Conceived as a sort of submarine movie in space, this 1977 production was Toho's last big special effects extravaganza for many years- the Japanese film industry in general was in a bad financial spot, and the Godzilla series had sputtered to a halt two years earlier. (Both director Jun Fukuda and effects supervisor Teruyoshi Nakano had worked on those movies before, under producer Tomoyuki Tanaka.) Some of the destruction footage in this film is lifted from earlier Toho spectaculars (a common practice for the studio in the seventies), though it's well concealed. A few important events have been shoved off screen, but overall the effects work is quite impressive. There's a lot of dogfighting action which is both shot and edited well, and though this film came out on the heels of another prominent picture about wars in space, amongst the stars if you will, and despite being fairly old-fashioned by comparison, it manages quite a few thrills. The film's visuals are also lush and hugely science fiction-y, blending styles from FLASH GORDON retro to 2001 not-as-retro. Much of the action takes place on the planet Venus, moodily rendered as a field of craggy rocks and caves with volcanoes and dust storms in the distance.
Unfortunately, the film doesn't manage to connect much beyond the visual level. One doesn't expect deep characterization from a movie like this, but even by the standards of a space adventure film this is unusually flat. Oh, there are attempts at character development. There's a love triangle between Jun, Miyoshi, and Muroi, there's a scene of Jimmy mourning his family that was killed in New York (offscreen, natch), and the Professor has a dark secret. But it's all executed flatly, joylessly, a mechanical run-through of war movie conventions with sacrifices you can see coming a mile away and no hooks to grab onto. There's a last-minute twist aimed at adding pathos, but it's so plainly derivative and frankly implausible even by genre standards that it doesn't work at all.

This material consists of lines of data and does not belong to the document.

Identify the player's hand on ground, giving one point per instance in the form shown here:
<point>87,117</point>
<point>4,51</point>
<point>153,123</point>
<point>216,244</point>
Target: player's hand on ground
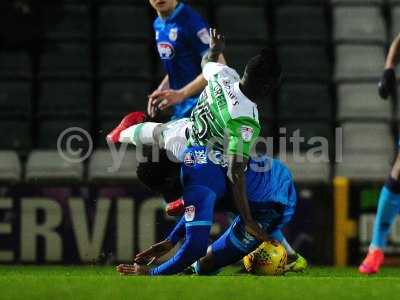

Also harming things is the fact that the alien menace seems underdeveloped. Commander Hell manages to do absolutely nothing of note on his own, and seems the bog standard "ultimate evil guy" who would go on to boringly menace every anime protagonist ever; he does have a neat minion who looks like a cross between Chewbacca and a minotaur, and there's some business with the aliens being able to possess dead bodies, but that never adds up to much. Their motivation is the same as every alien race- they're old and advanced and their planet is dead (I don't think any of these films has really explored the issue that, by defeating the invaders, the heroes are condemning a race to extinction).
Style over substance might be the best way to describe all this, though it's a label I rarely use due to how often it's misapplied. So, instead, I'll say that the film is just very slight. It's not dull, and for fans of the genre, the visual richness and the cool spaceship fights may be enough. I don't really dislike the film, and I regret neither watching it nor buying the DVD, but you can pretty much tell whether you're the kind of person who'll like this one.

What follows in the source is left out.